What is a Forest Floor?

Last portion of this thread has pictures of a beautiful vivarium. http://www.azaquaticplants.com/community/showthread.php?t=14668&page=13


----------



## hydrophyte (Mar 1, 2009)

2in10 said:


> That is a great looking plate, good to hear you have the enclosure repaired, now you can get a start on making it a piece of art.


Thanks! This Exo Terra is a small enclosure, but if I select the right plants and a nice piece of manzanita I should be able to put together an attractive planting



Crispino Ramos said:


> What is a Forest Floor?


Forest Floor Terrariums are a new(ish) kind of way to grow terrarium plants and design terrarium layouts and there is an explanation in this thread....
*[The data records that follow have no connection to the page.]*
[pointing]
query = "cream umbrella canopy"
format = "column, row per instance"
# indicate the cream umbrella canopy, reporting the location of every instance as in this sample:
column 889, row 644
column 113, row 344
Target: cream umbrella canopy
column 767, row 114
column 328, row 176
http://www.plantedtank.net/forums/lounge-introductions/156565-new-way-grow-terrarium-plants.html


----------



## halffrozen (Nov 4, 2011)

Watching this for sure. 

That plate looks like something I can make on our waterjet/cnc router table!  If I ever attempt one of these types of tanks, I would make one of those for sure!


----------



## hydrophyte (Mar 1, 2009)

halffrozen said:


> Watching this for sure.
> 
> That plate looks like something I can make on our waterjet/cnc router table!  If I ever attempt one of these types of tanks, I would make one of those for sure!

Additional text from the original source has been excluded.